Varejo 2026: inteligência, dados e experiência são tendência no setor neste novo ciclo
Por Bárbara Souza
O maior encontro global do varejo, a NRF Retail’s Big Show 2026, realizado no início de janeiro em Nova York, consolidou mais do que expectativas sazonais: traçou um roteiro claro para um setor em profunda transformação. O evento da National Retail Federation, uma entidade centenária que promove o maior fórum mundial da indústria varejista, destacou o ponto de inflexão que marca este ano: a passagem da inovação como discurso para a execução inteligente de tecnologia em escala real.
A tendência do setor para este ano é uma mudança de paradigma: o varejo que “vence” em 2026 não é apenas digital, mas ele é também inteligente, preditivo e orientado por dados e agentes de Inteligência Artificial (IA) que transformam não só a jornada do cliente, mas a própria operação das empresas. Diferentemente de anos anteriores, quando a inteligência artificial era tratada como um sinal de modernidade, desta vez as discussões foram sobre maturidade operacional e capacidade de integrar sistemas de IA de forma estratégica e sustentável nos processos de negócio.
No cerne dessa transformação está o conceito de agentic commerce, uma nova categoria de comércio em que agentes de IA, programas capazes de agir de maneira autônoma com objetivos específicos, já começam a intermediar transações, recomendações e experiências de compra com eficiência e personalização inéditas. Relatórios do evento destacam que, com iniciativas como o Universal Commerce Protocol, anunciado por gigantes como o Google, as barreiras entre plataformas, marcas e consumidores tendem a desaparecer, permitindo uma integração mais fluida entre busca, descoberta e checkout sem fricção para o cliente.

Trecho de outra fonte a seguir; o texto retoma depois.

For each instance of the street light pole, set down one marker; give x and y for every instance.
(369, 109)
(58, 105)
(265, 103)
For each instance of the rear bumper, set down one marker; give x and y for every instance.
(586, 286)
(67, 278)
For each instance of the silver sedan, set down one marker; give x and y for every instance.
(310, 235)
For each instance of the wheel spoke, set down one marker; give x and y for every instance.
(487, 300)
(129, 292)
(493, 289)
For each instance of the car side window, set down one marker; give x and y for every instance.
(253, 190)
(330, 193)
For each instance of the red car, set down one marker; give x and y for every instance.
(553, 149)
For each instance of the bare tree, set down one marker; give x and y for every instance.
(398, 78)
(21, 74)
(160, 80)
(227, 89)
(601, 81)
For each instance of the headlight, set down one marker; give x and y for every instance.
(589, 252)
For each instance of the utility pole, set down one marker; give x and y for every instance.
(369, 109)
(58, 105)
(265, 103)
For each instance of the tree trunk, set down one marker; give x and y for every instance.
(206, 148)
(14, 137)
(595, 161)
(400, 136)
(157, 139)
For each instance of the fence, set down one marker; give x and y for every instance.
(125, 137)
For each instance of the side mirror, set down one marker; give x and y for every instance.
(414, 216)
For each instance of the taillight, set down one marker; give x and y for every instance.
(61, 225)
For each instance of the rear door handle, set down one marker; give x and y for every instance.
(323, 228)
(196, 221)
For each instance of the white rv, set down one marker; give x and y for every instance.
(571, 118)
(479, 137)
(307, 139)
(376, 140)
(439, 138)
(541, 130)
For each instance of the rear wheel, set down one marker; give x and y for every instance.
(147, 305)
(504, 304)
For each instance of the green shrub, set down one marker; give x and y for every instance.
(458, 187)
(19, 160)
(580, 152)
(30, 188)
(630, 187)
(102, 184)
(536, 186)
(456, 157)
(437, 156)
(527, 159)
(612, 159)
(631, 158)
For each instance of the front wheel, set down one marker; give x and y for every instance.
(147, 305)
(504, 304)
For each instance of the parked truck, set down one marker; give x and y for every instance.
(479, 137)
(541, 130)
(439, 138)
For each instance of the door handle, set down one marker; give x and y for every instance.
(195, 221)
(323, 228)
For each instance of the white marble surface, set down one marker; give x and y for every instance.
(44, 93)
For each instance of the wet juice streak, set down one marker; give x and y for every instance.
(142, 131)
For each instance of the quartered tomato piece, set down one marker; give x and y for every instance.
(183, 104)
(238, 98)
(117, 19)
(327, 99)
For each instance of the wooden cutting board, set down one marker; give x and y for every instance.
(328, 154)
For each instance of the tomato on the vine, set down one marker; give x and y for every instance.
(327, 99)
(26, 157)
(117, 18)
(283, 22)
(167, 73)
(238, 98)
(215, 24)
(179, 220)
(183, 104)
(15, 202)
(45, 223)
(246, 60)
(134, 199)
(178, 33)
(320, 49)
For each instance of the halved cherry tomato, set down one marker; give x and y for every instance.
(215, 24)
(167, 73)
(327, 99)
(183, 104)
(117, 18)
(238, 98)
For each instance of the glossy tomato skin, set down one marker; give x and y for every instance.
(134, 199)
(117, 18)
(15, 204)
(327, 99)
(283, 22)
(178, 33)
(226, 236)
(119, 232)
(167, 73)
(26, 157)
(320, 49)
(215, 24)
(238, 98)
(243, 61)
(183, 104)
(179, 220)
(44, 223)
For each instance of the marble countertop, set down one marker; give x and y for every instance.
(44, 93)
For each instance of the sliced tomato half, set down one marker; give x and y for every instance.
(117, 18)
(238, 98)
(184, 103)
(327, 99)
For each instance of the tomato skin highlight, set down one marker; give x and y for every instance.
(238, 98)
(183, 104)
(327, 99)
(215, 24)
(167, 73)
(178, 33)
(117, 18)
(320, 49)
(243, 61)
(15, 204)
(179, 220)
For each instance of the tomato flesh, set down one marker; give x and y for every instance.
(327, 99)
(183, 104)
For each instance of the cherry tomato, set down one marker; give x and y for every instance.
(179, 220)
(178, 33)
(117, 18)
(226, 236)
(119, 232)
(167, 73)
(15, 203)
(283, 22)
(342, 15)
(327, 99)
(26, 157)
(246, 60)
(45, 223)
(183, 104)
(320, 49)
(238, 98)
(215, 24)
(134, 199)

Os números globais apontam para esse movimento: projeções da Gartner sugerem que até o final de 2026, 40% das aplicações corporativas incorporarão agentes de IA focados em tarefas específicas, enquanto o investimento em tecnologias de IA deve crescer vigorosamente nos próximos anos. Esses agentes estão moldando a experiência do consumidor, antecipando desejos e oferecendo recomendações contextualizadas em tempo real, reduzindo gargalos e acelerando o processo de compra.
Ao mesmo tempo, especialistas presentes no evento reforçaram que a tecnologia não substitui, mas complementa, a interação humana. A promessa é liberar tempo e criatividade para que equipes focadas no lado humano do varejo — como construção de marca, atendimento personalizado e fidelização — possam florescer, enquanto as tarefas repetitivas ficam a cargo das máquinas.

Por outro lado, o aumento do uso de tecnologia também intensifica a importância de governança de dados, ética e segurança, levantando debates sobre como as marcas devem equilibrar a personalização com responsabilidade e transparência para manter a confiança do consumidor.
Além da IA
Outras tendências também são previstas, como a redefinição da experiência em loja e a valorização de ambientes que oferecem algo além da transação — experiências sensoriais, interações sociais e serviços agregados — foram reforçadas como diferenciais competitivos. Relatórios setoriais indicam que consumidores, especialmente das gerações mais jovens, estão procurando valor por meio de experiências memoráveis e autênticas, o que implica em repensar o papel físico das lojas no ecossistema varejista.
Finalmente, outro vetor de crescimento que emergiu nas discussões é o das retail media networks, redes de mídia e publicidade próprias dos varejistas que prometem novos fluxos de receita e maior precisão na entrega de mensagens no momento da compra.
Em síntese, as tendências lançadas na NRF 2026 apontam para um varejo mais conectado, inteligente, orientado por dados e centrado no cliente, onde a tecnologia não é um fim, mas um meio de fortalecer relacionamentos, entregar valor e criar experiências que vão muito além de simplesmente vender produtos.